Page MenuHomePhabricator

Null or inconsistent search results using Khmer script
Closed, ResolvedPublic

Description

This idea was submitted to the current Inspire Campaign focused on new readers detailing an issue related to an inability for users in Cambodia to search Wikipedia using their native written language, Khmer. Here in an excerpt from the idea page itself (bolded text is from me) describing the issue in more detail:

For example, a word meaning 'eat' is: ញ៉ាំ pronounced nyarm.
It can be written with the following keystrokes. Note that the script on the left looks the same regardless. Note also that uppercass is achieved by SHIFT + keystroke, so the symbol " is created by SHIFT + '
ញ៉ាំ J"am -- Note that only this first spelling gets any results on Wikipedia, for the definition in the sister project Wikitionary.
ញុាំ JuaM
ញាុំ JauM
ញំុា JMua
ញំាុ JMau
Even though the scripts on the left look the same, if they are pasted into Wikipedia Search as a search terms, each version will generate completely different results. I am guessing that this is because Wikipedia indexes and searches based on the unicode sequence, not the resulting script.

To provide some concrete examples with links to search results on on Khmer Wikipedia (km.wikipeida.org):

  • Search using ញ៉ាំ (one way to write the word for "eat"): search 1, providing appropriate results
  • Search using ញាុំ (another way to write the word for "eat"): search 2, providing one search result not relevant to the meaning of the search term
  • Search using ញំាុ (another way to write the word for "eat"): search 3, a null result.

Event Timeline

Adding Trey (@TJones) to this task in case any related search work might be useful in ascertaining the cause of the problem or what approaches might help address it.

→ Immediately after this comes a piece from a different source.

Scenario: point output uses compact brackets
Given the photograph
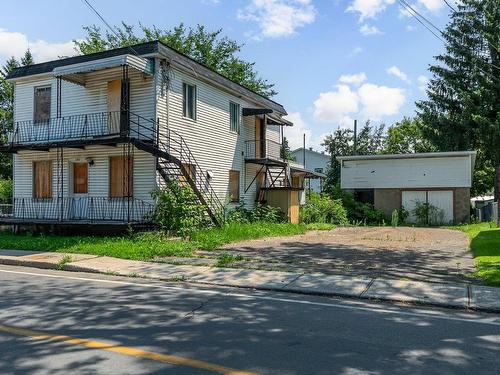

Screenshot of the task description of this very task; Firefox 58 on Fedora 27:

Screenshot from 2018-01-25 18-45-42.png (293×342 px, 25 KB)

Developer Tools output for <p> element in the "Fonts" section says (apart from "Lato" font for Latin script):

Khmer OS System system
Used as: "Khmer OS System"

$:acko\> rpm -qa | grep khmer
khmeros-fonts-common-5.0-23.fc27.noarch
khmeros-base-fonts-5.0-23.fc27.noarch

Yeah, this is definitely relevant to CirrusSearch. I did a quick review of the Wikipedia page on the Khmer script, and dug into one of the sources (Huffman), and "dictionary order" is... complicated. By chance I happened to be sitting 10 feet from @Aklapper when he commented on this, and on his computer they do all look the same (see screenshot above). On my computer (Mac, with a few Khmer fonts installed), they look different!

Screen Shot 2018-01-25 at 6.45.46 PM.png (185×138 px, 15 KB)

The Google Noto Khmer fonts do even weirder things, like it doesn't accept some of the orderings and so doesn't combine the characters:

Screen Shot 2018-01-25 at 6.49.35 PM.png (203×202 px, 22 KB)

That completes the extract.